Former NHL players Cal Foote, Dillon Dubé, Alex Formenton, Michael McLeod and Carter Hart arrive at the courthouse in London, Ont., on April 23.The Globe and Mail/The Canadian Press
The sexual assault case against five former world junior hockey players will challenge the public’s understanding of what constitutes the offence, Crown attorney Heather Donkers said at the start of the trial in London, Ont., Monday.
In her opening statement, Ms. Donkers told the jury, “this is a case about consent – and, equally, about what is not consent.”
She said the Crown’s anticipated evidence in the case “may not match up with expectations you have about what a sexual assault is or looks like.”
Justice Maria Carroccia instructed the jury, which was selected on Friday, to keep an open mind.
“Jurors must decide cases based on evidence,” the judge told them. She said the Crown’s opening remarks are not to be considered evidence.
Michael McLeod, Dillon Dubé, Carter Hart, Cal Foote and Alex Formenton are each accused of sexually assaulting a woman in a hotel room after the Hockey Canada fundraising gala in June, 2018. Mr. McLeod also faces a second charge of being a party to sexual assault.
Each player has pleaded not guilty.
The case has served as a reckoning for Canada’s beloved game.
During Monday’s hearing, jurors were shown some photos and videos recorded on June 18, 2018, just hours before the alleged sexual assaults occurred. The evidence included a social media post from Hockey Canada featuring a photo of that year’s winning world junior team showing off their new championship rings in London. The caption read: “Canada’s golden boys.”
Ms. Donkers told the court that the five accused were among the hockey players celebrating that evening at Jack’s, a bar in London.
The bar was packed that night, with young people drinking, dancing and playing pool, according to security-camera footage played in court.
The footage shows a 20-year-old woman, known publicly as E.M., arriving at Jack’s with a female friend at about 11 p.m. E.M. is the complainant in the case. Her identity is protected by a publication ban. A large group of young men, including some of the accused, can be seen arriving at around 11:30 p.m.
Ms. Donkers said the Crown’s case will centre on what happened at the bar and in a nearby hotel room.
The prosecutor said E.M. left the bar with Mr. McLeod and went to his hotel room, where they had consensual sex.
But Ms. Donkers said he then allegedly texted his teammates in a group chat and asked: “Who wants to be in a three-way quick?”
She told the jury that, “before long, more and more men began arriving in room 209.” She added that at one point “there were up to 10 men inside the standard-sized hotel room.“
The five accused are charged with engaging in sexual activities that E.M. did not consent to. “She was going along with what the men in the room wanted and what she felt they expected of her,” Ms. Donkers said.
The evidence in the case will not be that E.M. said no or physically resisted, Ms. Donkers said. However, the Crown will seek to prove that the woman was coaxed and compelled to stay in the room and that she felt she could not leave.

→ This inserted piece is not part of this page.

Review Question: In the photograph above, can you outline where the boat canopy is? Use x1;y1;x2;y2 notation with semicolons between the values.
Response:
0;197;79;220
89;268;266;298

E.M. will testify that “she was in this hotel room, at age 20, intoxicated,” Ms. Donkers said. She alleged that the defendants “took no steps to ensure there was affirmative consent when they touched her.”

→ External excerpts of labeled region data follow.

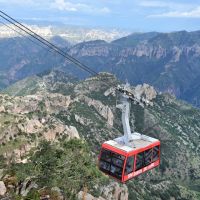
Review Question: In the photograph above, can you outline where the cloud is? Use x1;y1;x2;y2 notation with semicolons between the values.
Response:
148;6;200;18
51;0;88;12
51;0;111;14
99;7;111;13
138;0;197;10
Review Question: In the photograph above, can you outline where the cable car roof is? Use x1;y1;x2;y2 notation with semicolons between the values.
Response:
103;133;159;153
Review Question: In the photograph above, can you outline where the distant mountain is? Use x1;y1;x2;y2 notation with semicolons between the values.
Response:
0;31;200;106
0;71;200;200
0;23;130;44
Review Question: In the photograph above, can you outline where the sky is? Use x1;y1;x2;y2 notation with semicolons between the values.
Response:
0;0;200;32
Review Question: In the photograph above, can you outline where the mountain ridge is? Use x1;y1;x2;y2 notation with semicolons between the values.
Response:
0;71;200;200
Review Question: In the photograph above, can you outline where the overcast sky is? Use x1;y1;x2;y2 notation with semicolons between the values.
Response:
0;0;200;32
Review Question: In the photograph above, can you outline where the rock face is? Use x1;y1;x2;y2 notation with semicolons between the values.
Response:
78;96;114;127
78;183;128;200
0;181;7;197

“Instead, they just did what they wanted,” the prosecutor said.
The trial is scheduled to run as long as eight weeks and could include testimony from a number of NHL players – men who were also members of the 2018 world junior team.
An initial police investigation into the incident was closed without charges in 2019, but three years later, TSN reported that Hockey Canada had quietly settled a multimillion-dollar lawsuit filed by the woman relating to that night. Hockey Canada entered the settlement without the players’ knowledge or involvement. A Globe and Mail investigation then revealed the existence of the National Equity Fund, a special multimillion-dollar fund built through player registration fees that Hockey Canada had been using to settle sexual-assault lawsuits.

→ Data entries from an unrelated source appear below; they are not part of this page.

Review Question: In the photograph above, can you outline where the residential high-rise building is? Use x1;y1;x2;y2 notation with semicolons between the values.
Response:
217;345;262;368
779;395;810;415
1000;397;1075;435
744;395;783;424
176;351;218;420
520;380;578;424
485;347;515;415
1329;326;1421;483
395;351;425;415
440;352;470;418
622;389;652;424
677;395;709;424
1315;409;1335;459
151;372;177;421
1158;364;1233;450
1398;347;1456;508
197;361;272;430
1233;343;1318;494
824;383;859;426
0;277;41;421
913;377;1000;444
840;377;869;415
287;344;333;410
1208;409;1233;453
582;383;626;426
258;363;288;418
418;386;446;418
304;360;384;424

Amid national uproar about the case, London police reopened their investigation in the summer of 2022.
At the time of their arrests in January, 2024, all five of the accused were playing professional hockey.
Mr. Dubé was a member of the Calgary Flames, Mr. Hart was with the Philadelphia Flyers, and Mr. McLeod and Mr. Foote were playing for the New Jersey Devils. Mr. Formenton, who had previously been a member of the Ottawa Senators, was playing for the Swiss club HC Ambri-Piotta.